青森県は、新型コロナウイルスの感染拡大で消費が落ち込んでいる県産牛肉を学校給食として無償提供する事業を実施する。県内の小、中学校と県立養護学校約430校が対象で、本年度内に1人当たり100グラムの牛肉を計3回程度食べられる見込みだ。提供時期は7月以降となる。
 11日発表の2020年度一般会計補正予算案に県産牛肉の購入費用などとして2億8381万円を計上。
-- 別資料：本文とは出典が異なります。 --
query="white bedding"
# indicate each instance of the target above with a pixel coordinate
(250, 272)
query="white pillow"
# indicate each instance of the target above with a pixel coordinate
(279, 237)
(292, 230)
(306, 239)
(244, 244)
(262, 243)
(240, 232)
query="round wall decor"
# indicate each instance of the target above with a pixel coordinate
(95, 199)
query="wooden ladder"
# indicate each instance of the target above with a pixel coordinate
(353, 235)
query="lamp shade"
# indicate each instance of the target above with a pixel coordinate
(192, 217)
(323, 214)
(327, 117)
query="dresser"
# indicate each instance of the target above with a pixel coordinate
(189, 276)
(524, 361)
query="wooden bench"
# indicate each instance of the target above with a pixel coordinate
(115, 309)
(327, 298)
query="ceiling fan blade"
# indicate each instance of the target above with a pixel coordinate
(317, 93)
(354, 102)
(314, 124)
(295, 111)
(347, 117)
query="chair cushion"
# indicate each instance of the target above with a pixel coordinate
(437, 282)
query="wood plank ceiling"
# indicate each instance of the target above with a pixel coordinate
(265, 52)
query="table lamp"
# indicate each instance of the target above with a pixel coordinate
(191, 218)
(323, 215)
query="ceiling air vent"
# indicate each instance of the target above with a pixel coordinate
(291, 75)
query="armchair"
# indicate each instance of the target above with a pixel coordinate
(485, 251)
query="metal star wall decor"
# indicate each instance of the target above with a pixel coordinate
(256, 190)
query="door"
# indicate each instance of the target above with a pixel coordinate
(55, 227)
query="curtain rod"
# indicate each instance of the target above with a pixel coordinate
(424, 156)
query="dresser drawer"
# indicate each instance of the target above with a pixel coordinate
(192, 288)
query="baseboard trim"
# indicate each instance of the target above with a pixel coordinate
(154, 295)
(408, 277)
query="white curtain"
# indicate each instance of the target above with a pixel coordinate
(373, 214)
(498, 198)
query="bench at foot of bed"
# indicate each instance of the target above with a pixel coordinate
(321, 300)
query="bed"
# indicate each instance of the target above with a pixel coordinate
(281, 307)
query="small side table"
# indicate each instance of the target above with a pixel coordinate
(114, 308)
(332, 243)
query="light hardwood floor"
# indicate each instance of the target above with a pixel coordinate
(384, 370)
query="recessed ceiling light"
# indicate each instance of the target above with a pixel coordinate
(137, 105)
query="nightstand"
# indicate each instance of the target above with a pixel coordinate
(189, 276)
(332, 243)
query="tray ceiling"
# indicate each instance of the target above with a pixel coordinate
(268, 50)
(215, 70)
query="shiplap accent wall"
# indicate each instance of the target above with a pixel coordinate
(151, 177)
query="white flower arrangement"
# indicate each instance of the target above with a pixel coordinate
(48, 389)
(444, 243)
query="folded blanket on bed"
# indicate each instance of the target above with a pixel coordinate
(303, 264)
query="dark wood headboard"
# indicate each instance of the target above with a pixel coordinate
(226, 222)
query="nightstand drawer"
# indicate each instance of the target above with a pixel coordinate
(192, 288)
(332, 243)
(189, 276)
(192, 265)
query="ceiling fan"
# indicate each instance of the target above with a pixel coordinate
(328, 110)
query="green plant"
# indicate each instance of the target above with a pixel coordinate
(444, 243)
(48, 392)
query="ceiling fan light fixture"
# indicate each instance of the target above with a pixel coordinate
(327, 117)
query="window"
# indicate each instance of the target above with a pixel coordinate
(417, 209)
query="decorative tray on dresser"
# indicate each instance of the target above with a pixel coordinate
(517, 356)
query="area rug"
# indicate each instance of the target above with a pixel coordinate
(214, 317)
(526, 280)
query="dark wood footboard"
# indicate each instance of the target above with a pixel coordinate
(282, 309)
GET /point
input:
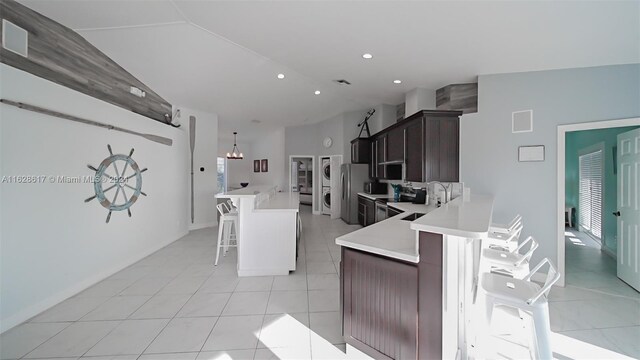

国の全額補助を受ける。
 県畜産課によると、高級食材の牛肉は外食産業の営業自粛などで在庫が増加し、県産牛の枝肉価格と子牛市場価格が下落している。学校給食として県産牛肉を無償提供することで在庫を適正な量に戻しつつ、児童・生徒に県産牛肉のおいしさを知ってもらい、消費拡大を目指す。
 県内の食肉卸売業者が、給食を提供する学校と給食センターに県産牛肉を無償提供。その業者に対し、県の補助を受けた県食肉事業協同組合が購入代金を支払う仕組みだ。献立は各学校、各給食センターがそれぞれ独自で作る。
 同課は県内のブランド和牛や牛肉の栄養価などをまとめた児童・生徒向けのリーフレットを今秋ごろまでに作成、配布する予定。
 豊澤順造課長は「牛肉の価格安定を目指しながら、多くの子どもたちに県産牛肉の魅力を知ってもらう機会になれば」と話した。